A writing student of mine wanted to write a poem about some ducks in the pond in her backyard.
I of course told her: No, no, no! I then explained to her that Hemingway is the greatest author ever, and if she wants to ever become a great writer she should not try to express her own personality, instead she should try to express the personality of the greatest writer ever, Hemingway's. Poetry these days doesn't sell well at all, while novels do sell, so choosing the novel genre instead was the first step...
I then recommended writing a piece of about 100 000 words containing
at least three bull fighting scenes and five scenes with an old man alone at sea and if she could find a way to combine these two themes - for example with bull fighting on a ship she could qualify for extra credit. My suggested title for this future epic story was
The Sun Rises Again and Again.

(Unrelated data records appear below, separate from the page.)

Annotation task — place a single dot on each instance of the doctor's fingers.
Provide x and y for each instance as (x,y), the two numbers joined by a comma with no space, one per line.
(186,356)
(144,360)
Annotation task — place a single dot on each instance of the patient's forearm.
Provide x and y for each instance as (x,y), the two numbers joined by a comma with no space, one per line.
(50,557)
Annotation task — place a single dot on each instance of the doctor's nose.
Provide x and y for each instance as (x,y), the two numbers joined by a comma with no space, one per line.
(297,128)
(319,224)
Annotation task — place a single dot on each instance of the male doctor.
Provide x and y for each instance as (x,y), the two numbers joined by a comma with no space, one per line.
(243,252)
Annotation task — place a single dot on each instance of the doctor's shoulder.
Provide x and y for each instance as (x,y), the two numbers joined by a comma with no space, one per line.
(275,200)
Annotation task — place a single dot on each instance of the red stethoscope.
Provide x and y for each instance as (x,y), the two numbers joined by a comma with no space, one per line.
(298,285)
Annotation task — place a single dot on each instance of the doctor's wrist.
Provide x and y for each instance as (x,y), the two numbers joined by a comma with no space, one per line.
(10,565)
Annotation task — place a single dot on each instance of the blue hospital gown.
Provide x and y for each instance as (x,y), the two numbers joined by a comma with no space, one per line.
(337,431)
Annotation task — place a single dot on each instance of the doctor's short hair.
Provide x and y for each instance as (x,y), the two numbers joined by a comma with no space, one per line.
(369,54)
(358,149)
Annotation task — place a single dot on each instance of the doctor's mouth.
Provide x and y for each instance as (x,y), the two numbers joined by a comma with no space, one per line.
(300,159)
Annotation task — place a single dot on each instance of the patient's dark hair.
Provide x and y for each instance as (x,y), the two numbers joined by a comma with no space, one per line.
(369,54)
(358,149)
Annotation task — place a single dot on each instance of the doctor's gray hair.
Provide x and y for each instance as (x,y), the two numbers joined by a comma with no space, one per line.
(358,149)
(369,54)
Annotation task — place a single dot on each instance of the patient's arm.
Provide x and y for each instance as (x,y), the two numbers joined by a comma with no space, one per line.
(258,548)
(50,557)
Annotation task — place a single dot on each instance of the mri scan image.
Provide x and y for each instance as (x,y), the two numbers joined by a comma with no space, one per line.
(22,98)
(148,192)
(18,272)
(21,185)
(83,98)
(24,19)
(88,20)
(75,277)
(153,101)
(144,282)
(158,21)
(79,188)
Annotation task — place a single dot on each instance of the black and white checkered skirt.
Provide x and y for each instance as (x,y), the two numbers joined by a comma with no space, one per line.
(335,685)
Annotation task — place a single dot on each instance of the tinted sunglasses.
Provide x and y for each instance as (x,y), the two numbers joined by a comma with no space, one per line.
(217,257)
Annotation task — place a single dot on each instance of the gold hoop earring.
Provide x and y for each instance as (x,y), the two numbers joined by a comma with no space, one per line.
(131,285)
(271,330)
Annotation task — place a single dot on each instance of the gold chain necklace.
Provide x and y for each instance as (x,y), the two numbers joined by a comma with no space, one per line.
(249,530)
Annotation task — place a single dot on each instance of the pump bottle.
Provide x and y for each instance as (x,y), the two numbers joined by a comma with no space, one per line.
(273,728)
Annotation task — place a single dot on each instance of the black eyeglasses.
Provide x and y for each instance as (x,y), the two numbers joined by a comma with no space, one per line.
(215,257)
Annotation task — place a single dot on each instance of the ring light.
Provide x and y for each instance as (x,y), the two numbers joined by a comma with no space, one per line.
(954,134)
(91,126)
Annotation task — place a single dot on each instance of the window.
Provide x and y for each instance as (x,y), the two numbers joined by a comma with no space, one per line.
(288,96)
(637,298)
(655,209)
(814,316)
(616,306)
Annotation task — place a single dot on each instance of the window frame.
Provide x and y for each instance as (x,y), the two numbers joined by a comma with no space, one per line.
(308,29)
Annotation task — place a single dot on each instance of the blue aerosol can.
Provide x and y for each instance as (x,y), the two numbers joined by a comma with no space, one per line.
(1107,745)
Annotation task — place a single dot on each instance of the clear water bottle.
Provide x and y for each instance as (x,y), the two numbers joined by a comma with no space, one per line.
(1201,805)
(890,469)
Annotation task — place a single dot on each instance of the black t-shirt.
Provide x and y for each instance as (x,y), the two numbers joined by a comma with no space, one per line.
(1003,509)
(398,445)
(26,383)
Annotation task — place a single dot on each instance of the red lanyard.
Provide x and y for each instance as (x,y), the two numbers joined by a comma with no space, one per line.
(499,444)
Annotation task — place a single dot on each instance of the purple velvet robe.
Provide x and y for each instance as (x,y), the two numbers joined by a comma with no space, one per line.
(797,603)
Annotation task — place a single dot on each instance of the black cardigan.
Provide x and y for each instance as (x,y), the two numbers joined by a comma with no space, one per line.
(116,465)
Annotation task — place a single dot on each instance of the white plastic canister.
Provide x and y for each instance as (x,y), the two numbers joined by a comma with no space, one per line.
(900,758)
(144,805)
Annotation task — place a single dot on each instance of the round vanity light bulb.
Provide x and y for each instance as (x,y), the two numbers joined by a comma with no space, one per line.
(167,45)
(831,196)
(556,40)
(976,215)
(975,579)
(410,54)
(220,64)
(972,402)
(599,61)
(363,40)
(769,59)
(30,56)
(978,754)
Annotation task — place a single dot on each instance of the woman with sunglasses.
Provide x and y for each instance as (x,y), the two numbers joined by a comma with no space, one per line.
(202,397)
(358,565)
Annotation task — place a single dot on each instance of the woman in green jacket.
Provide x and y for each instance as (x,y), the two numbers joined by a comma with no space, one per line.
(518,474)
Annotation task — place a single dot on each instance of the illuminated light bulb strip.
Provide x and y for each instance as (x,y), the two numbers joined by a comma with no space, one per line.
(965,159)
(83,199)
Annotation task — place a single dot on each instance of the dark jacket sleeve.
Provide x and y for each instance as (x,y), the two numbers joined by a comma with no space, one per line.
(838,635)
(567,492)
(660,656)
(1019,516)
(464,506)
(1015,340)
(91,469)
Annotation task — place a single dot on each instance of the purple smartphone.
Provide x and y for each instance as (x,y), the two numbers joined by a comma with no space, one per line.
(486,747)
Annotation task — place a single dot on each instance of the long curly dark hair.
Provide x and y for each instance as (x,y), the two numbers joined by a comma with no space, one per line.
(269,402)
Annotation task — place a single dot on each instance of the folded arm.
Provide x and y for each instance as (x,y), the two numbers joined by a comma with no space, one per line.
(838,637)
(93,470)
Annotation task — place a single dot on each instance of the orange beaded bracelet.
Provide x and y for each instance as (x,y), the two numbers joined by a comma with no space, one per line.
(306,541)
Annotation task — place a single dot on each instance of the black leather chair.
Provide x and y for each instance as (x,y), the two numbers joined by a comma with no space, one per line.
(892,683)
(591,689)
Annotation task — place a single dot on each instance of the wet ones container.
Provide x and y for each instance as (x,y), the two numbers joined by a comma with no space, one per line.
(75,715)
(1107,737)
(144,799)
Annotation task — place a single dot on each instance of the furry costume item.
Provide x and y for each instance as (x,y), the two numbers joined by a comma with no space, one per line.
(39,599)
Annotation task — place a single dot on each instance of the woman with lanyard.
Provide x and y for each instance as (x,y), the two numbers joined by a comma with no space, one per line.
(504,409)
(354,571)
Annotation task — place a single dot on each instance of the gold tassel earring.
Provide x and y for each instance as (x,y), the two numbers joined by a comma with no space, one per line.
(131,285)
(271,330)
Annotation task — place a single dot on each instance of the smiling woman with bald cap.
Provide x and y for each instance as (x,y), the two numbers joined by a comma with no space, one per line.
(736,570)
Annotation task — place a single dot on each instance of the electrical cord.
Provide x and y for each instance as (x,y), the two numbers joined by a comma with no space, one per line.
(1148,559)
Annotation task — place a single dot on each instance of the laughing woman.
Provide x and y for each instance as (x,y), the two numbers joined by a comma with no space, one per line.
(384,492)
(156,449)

Strangely, I haven't heard from her since...
Another (former) friend of mine wanted to make music inspired by Mozart. He claimed that Amadeus is the best composer ever in his (of course, uneducated) opinion and added that there are even studies that show that listening to his music actually make you smarter and more harmonic.
Naturally, I felt that it was
my responsibility to save his musical career. So I pointed out to him that Mozart is both very old and very dead, and any musical ideas he could have had surely can't be worth water
these days.
People today are so much more sophisticated and educated compared to those half-apes way back then. Today we have Computers and the Internet - if Mozart had been alive today he might have been able to use those to produce some excellent popular dance music, but he isn't so he won't. So, forget about him.
Instead - since the
only reason to make music is naturally to make the
biggest amount of money on it - I recommended that he'd listen to the best contemporary artist who has sold the most music. The best (richest) of the contemporary artists on the top ten lists is probably Madonna, so there is absolutely no need to listen to any of the other millions of artists
who are not Madonna.
I then suggested that he'd marry and divorce a man called Ritchie, adopt a couple of children from Africa and get a breast implant. I felt that this was very good advice indeed, but that ungrateful *** didn't follow it one bit! Instead he chose to write and perform that outdated classical music - even though he will
never be as rich or famous as Madonna. A highly illogical decision in my opinion.
I could go on all day, but I think you've got the hang of it now, and are ready to help other people around you with good advice on how to become the best actor, scientist or human ever.
Just try to figure out who
the best actor/scientist/human etc is/was and then make ludicrous assumptions based on copying!